There was always something classically-ordained about Beirut’s music. Throughout his career Zach Condon has always been able to infiltrate melodies and harmonies with tremendous horns, strings and percussion. The former – boisterous and brash – were always the most direct; as the brass of the band Condon always ensured that his music was rooted in a current of bellowing horns. This is probably why some of the more ‘fanfare’ style of music off his previous release, March of Zapotec / Realpeople Holland, was always too much of a lull for some. Songs like “On a Bayonet” seem to strike stunning progress and skill, if you ask me, but for many it was a far cry from the dazzling magic of songs like “Elephant Gun” and “Postcards from Italy.”
Music is definitely a strident science to master: to some it would simply be as if Condon is continuing to flex his muscles into different, new theory. It goes without saying that the second half of that aforementioned album, the Holland section, was a poppier side of Condon’s on display: electronic if you’d like. But while a musician’s own passions and desires are something to take not of, Beirut has never been about conforming to the tendencies of today but rather, Condon and Co. have pulled the reigns and tightened the structure with a new album in The Rip Tide that pulses with more tremendous musicianship and strong song craft.

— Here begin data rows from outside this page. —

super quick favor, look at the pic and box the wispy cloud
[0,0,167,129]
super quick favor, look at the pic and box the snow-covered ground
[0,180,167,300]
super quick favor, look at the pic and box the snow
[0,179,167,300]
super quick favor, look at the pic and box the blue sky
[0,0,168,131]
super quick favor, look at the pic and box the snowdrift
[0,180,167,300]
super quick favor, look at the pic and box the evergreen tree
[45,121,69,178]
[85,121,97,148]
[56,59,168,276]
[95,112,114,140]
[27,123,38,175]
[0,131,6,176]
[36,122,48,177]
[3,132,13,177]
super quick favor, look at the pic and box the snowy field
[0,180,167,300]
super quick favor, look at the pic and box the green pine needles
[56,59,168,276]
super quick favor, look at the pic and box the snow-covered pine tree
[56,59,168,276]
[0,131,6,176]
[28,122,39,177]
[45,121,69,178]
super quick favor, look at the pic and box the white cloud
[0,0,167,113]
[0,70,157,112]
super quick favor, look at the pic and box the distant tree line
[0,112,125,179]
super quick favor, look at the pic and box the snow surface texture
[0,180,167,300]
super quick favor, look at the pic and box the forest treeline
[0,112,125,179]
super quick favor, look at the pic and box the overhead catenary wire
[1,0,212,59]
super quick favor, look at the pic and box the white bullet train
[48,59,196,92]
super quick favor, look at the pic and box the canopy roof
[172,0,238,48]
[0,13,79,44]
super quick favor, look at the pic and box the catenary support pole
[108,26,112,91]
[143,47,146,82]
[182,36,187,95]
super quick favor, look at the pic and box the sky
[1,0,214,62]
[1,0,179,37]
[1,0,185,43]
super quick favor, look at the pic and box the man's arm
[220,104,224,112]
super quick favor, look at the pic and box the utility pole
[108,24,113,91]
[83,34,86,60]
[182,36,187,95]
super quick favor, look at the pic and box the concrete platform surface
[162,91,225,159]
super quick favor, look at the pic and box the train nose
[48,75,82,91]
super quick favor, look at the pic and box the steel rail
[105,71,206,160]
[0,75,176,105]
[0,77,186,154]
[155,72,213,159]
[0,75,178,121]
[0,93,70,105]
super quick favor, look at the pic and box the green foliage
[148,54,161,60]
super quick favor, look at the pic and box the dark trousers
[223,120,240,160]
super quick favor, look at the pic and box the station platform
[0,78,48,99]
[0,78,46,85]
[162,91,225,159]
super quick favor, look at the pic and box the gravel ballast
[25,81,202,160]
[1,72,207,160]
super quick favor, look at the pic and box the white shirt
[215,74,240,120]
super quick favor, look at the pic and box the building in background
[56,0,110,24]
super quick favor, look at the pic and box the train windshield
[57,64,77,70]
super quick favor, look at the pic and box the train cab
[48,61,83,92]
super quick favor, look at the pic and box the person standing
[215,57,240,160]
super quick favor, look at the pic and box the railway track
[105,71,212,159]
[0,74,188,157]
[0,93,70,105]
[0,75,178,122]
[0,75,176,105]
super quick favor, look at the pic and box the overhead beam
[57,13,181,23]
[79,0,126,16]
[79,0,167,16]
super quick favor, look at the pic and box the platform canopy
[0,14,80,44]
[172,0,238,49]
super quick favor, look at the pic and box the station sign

Regarding the classical side of his craft, Condon fills the music with horns that join hands with their corresponding partners for fluid sentiments. The opening song, “A Candle’s Fire,” burns with burrowing tubas and trombones that blow down the doors while the trumpets flutter above. The shaking of the percussion drives a choir of horns as they reach the middle where Condon’s voice continues to melt within. It’s not as if The Rip Tide is the combination of previous efforts but more an extension, an addition, to the greater Beirut efforts of the past. When you hear the distinct bell of a trumpet and stomping piano on “Vagabond” it’s obvious that Condon has developed his own, distinct bell to ring.

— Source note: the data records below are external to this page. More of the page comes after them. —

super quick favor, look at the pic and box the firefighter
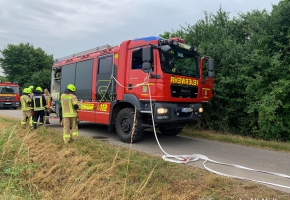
[43,88,51,124]
[28,86,34,126]
[20,88,33,128]
[61,84,79,144]
[31,86,46,129]
[29,85,34,98]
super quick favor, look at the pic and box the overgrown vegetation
[0,115,289,199]
[0,117,41,199]
[161,0,290,141]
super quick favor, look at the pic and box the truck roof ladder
[55,44,112,62]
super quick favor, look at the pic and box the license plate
[5,103,12,105]
[180,108,193,113]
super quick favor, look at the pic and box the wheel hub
[121,118,131,134]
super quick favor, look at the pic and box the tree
[160,1,290,141]
[0,75,8,82]
[0,43,53,89]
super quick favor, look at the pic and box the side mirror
[208,59,215,77]
[142,62,152,73]
[142,46,152,62]
[161,45,171,52]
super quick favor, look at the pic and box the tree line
[0,43,53,90]
[161,0,290,141]
[1,0,289,141]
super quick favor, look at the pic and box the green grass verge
[182,127,290,152]
[0,117,41,199]
[0,116,289,199]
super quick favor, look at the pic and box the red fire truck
[50,36,214,142]
[0,81,20,109]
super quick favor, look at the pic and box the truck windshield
[159,46,199,78]
[0,86,19,94]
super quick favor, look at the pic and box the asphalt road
[1,109,290,193]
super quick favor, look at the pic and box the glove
[73,104,79,109]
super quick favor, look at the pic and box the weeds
[0,116,289,199]
[0,118,40,199]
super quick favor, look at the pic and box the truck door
[95,54,114,124]
[127,48,157,99]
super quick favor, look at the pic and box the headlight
[157,108,168,114]
[199,107,203,113]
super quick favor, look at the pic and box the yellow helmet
[67,84,76,92]
[29,85,34,89]
[35,86,43,93]
[23,88,29,93]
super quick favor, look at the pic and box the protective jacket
[31,91,46,111]
[61,89,79,117]
[20,94,31,111]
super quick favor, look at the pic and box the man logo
[181,89,191,94]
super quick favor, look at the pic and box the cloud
[0,0,280,63]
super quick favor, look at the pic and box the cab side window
[131,48,154,70]
[132,48,143,70]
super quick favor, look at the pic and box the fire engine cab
[50,36,214,143]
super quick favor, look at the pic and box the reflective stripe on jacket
[20,95,31,111]
[61,93,78,117]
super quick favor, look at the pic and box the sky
[0,0,281,76]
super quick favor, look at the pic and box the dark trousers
[33,110,45,129]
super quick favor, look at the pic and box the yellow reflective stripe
[21,122,26,125]
[63,134,70,138]
[72,132,78,136]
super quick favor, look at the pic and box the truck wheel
[116,108,144,143]
[159,124,183,136]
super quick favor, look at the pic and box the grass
[182,126,290,153]
[0,116,289,199]
[0,117,41,199]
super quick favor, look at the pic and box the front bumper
[152,102,203,123]
[0,101,19,108]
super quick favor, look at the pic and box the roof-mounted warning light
[169,37,185,44]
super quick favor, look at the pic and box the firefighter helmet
[29,85,34,89]
[23,88,29,94]
[67,84,76,92]
[35,86,43,93]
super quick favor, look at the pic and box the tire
[159,123,183,136]
[12,107,17,110]
[115,108,144,143]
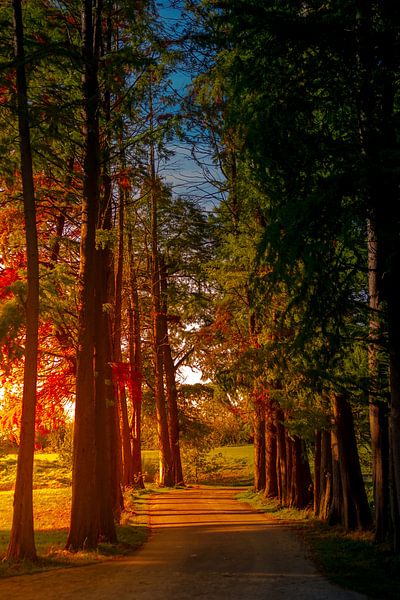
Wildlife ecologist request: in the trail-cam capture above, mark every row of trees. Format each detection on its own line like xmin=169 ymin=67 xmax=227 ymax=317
xmin=0 ymin=0 xmax=217 ymax=560
xmin=3 ymin=0 xmax=400 ymax=564
xmin=185 ymin=0 xmax=400 ymax=551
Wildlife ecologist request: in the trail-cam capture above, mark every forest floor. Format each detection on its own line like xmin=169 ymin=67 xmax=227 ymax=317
xmin=0 ymin=486 xmax=366 ymax=600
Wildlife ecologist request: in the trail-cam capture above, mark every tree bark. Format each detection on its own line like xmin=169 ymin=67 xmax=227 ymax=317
xmin=6 ymin=0 xmax=40 ymax=562
xmin=66 ymin=0 xmax=102 ymax=551
xmin=357 ymin=0 xmax=400 ymax=549
xmin=290 ymin=436 xmax=313 ymax=509
xmin=332 ymin=394 xmax=372 ymax=530
xmin=128 ymin=238 xmax=144 ymax=488
xmin=286 ymin=430 xmax=293 ymax=506
xmin=149 ymin=135 xmax=173 ymax=486
xmin=318 ymin=429 xmax=333 ymax=521
xmin=314 ymin=430 xmax=322 ymax=515
xmin=253 ymin=391 xmax=266 ymax=492
xmin=275 ymin=406 xmax=287 ymax=505
xmin=160 ymin=256 xmax=184 ymax=485
xmin=94 ymin=244 xmax=118 ymax=539
xmin=94 ymin=130 xmax=119 ymax=537
xmin=329 ymin=426 xmax=343 ymax=526
xmin=100 ymin=8 xmax=123 ymax=524
xmin=367 ymin=217 xmax=390 ymax=543
xmin=264 ymin=399 xmax=278 ymax=498
xmin=114 ymin=187 xmax=133 ymax=489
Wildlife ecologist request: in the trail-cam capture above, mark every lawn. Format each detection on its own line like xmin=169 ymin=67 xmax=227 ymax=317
xmin=142 ymin=445 xmax=254 ymax=485
xmin=0 ymin=452 xmax=148 ymax=577
xmin=0 ymin=452 xmax=71 ymax=491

Even the album’s closure, “Cuixmala,” is the culminating ring of horns paraded around and around in one huge circle of sound. Like Sufjan Stevens, Condon arranges the meeting place while the instruments control the journey on getting there and in the end, a fitting close. The smooth tapping entrance of “East Harlem” recalls the fantastic sonic scope that Condon’s music can reach and with a crown of horns for support it’s easily one of the album’s highlights. Soft and strumming along the growing of sounds it’s decorated with soaring vocals and a melody that ticks and tocks like a clock. In circular motion, Condon steers the band through a climactic ending that finds the instruments all connecting at the closing junction.

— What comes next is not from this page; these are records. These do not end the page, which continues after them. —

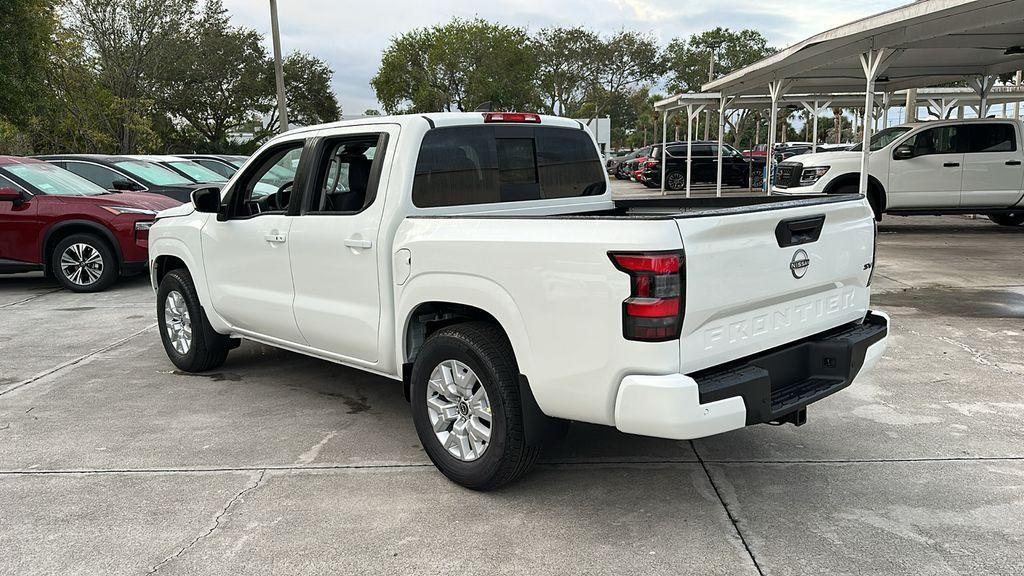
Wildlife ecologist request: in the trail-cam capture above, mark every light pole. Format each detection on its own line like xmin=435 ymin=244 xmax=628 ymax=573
xmin=270 ymin=0 xmax=289 ymax=133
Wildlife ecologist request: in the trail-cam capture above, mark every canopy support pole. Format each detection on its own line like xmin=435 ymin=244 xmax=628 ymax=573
xmin=765 ymin=79 xmax=791 ymax=195
xmin=660 ymin=109 xmax=668 ymax=195
xmin=801 ymin=99 xmax=831 ymax=153
xmin=858 ymin=48 xmax=887 ymax=196
xmin=715 ymin=96 xmax=734 ymax=197
xmin=969 ymin=75 xmax=995 ymax=118
xmin=684 ymin=103 xmax=706 ymax=198
xmin=880 ymin=92 xmax=892 ymax=129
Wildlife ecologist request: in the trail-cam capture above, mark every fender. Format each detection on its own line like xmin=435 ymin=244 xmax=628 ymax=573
xmin=41 ymin=218 xmax=123 ymax=265
xmin=149 ymin=234 xmax=230 ymax=334
xmin=396 ymin=272 xmax=536 ymax=383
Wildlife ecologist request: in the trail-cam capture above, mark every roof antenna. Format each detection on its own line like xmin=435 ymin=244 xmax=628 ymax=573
xmin=474 ymin=101 xmax=493 ymax=112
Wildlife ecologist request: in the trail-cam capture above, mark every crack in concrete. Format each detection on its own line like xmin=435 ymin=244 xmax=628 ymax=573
xmin=691 ymin=441 xmax=766 ymax=576
xmin=0 ymin=323 xmax=156 ymax=398
xmin=0 ymin=455 xmax=1022 ymax=477
xmin=147 ymin=469 xmax=265 ymax=574
xmin=0 ymin=288 xmax=63 ymax=309
xmin=904 ymin=327 xmax=1019 ymax=376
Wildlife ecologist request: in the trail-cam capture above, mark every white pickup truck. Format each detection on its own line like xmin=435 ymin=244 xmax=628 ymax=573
xmin=149 ymin=112 xmax=889 ymax=489
xmin=772 ymin=118 xmax=1024 ymax=226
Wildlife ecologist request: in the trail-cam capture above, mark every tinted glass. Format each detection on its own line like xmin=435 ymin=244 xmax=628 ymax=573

It’s hard to remember that Beirut has been around now for five years. Through that time the band has continued to work in relentless pace with music that is still being discovered today. Even with The Rip Tide there is plenty to be said about the way Condon is able to deliver terrifically solid music by way of a classically-enhanced view. Such music deserves strong praise, even when it’s simply another great album to hear from one of music’s many rising stars.